At work our CTO has started doing "Software Life Stories". The idea is he will bring in someone who has had a career as a programmer to talk to us over lunch. For our first installment he brought in his friend Tom Cargill.
Tom has been a programmer for longer than I've been alive and had a wealth of information to share. One question I asked him was if he could point to specific things he did that made him a better programmer One of the answers he gave was that he understood what he was working on at one level deeper than the current problem he was solving. For example, he said while working on debuggers he understood the machine code beneath the language he was writing a debugger for.
As part of Tom's career he worked at the Bell Labs. While there he
helped invent the proc filesystem. He mentioned this in passing saying
that it helped him build a debgger. I had heard of proc before but
didn't know anything about it. A few days later I was checking in on
the health of our servers and applications. The script we use to do
that had identified a problem. To understand what might be going on I
first needed to understand what the script was doing. While reading I
saw "/proc/$pid/cwd"
. Shoot there's proc again. Time to take Tom's
advice and go one level deeper to understand what the heck it is. Or
at the very least scratch the surface of the next level.
This
article
seems like a good overview of procfs. Take that from someone who
doesn't know anything about procfs so everything in there could be a
lie. The high-level view is it dumps kernel datastrcutures to files so
applications can learn more about what is going on in the system. So,
the "/proc/$pid/$cwd"
above is getting the current working directory
of $pid
. Interesting! Systems that know about themselves and you can
ask questions of are one's I like working on.
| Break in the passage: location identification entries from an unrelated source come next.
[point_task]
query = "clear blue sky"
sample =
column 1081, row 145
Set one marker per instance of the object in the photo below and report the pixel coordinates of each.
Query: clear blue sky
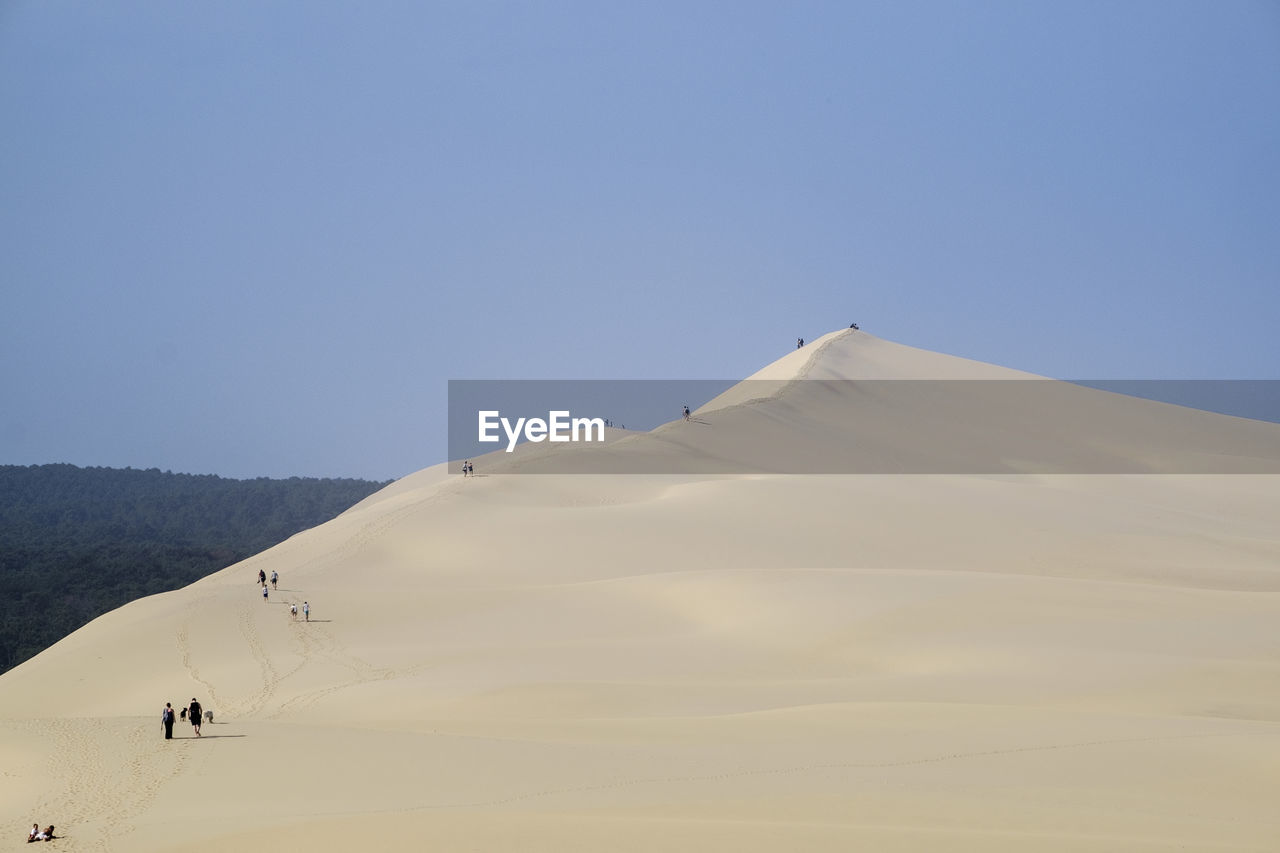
column 257, row 238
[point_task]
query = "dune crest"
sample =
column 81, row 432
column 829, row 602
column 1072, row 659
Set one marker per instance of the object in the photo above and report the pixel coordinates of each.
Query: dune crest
column 688, row 661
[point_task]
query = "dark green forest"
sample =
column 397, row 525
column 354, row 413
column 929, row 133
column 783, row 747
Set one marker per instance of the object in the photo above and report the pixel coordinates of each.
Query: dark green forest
column 78, row 542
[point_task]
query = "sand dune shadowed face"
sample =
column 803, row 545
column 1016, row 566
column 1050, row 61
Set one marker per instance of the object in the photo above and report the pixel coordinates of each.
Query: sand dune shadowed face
column 963, row 658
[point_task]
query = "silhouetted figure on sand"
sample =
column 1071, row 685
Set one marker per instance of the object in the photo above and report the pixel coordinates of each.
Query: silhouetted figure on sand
column 195, row 714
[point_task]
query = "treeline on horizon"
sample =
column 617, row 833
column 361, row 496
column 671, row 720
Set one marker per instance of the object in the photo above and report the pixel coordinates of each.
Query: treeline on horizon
column 78, row 542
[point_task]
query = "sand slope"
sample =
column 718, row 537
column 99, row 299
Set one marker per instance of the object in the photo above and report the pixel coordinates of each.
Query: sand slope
column 707, row 661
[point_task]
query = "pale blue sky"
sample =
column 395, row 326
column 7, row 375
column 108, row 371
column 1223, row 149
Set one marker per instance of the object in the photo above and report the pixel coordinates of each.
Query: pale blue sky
column 257, row 238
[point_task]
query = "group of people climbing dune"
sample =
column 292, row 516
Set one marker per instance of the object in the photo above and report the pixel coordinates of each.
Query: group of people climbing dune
column 275, row 580
column 193, row 712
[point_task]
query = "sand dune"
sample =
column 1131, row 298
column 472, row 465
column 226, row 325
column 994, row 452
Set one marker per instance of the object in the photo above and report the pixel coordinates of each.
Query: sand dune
column 748, row 660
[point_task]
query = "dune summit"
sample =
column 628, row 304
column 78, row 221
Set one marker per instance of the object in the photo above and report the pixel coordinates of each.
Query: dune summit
column 703, row 661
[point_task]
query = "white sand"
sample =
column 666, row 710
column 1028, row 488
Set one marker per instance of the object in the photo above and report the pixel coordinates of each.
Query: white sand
column 704, row 662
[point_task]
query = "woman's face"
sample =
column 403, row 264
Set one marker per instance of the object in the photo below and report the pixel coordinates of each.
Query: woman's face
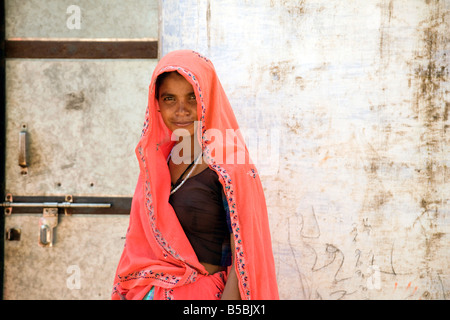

I messed around some with the examples in the article. This one jumped out to me:
~$ cat
# In another terminal window
~$ pgrep -x cat
187843
~$ echo foo > /proc/187843/fd/0
# foo will appear in the other terminal window
Cool. So, we can write to fd/0 (STDIN) of the process. Since that process is cat it writes out to STDOUT whatever is input on STDIN. I wonder if we can read from STDOUT?
~$ tail -f /proc/187843/fd/1
# In another terminal window
~$ echo foo > /proc/187843/fd/0
# crickets in the window running tail...
Hmm, nothing is ever quite as easy as I hope it will be. I don't understand why I can't just listen to STDOUT but it has something to do with the fact that cat is connected to a tty. In an effort to not go too deep I'll save that rabbit hole for another day.
As I said earlier Tom mentioned that that he helped to invent this filesystem. I looked up the paper about the invention of /proc. It is shockingly readable and short for a technical paper so I definitely think it is worth a read.
If you happen to be trying to run the examples on your own machine you
may have found that /proc
doesn't exist. On some flavors of Unix
there is no /proc
. This got me curious about the reasons why. It
seems that it can be
unsafe. FreeBSD had it at one
point but removed
it. There
is much hand waving aobut the reasons why it was removed. My takeway
from that is that to build anything mission critical on top of proc
I'll need to understand it a bit more and some of the race conditions
that can crop up when accessing the files in there*.
That's all for today. I'll call it 5% of a full level deeper.
* While looking into procfs I came across a really neat YouTube video of how file descriptors can be used to prevent race conditions when accessing files. I rarely watch YouTube videos about coding but that video is worth a watch and makes me want to see more of his videos.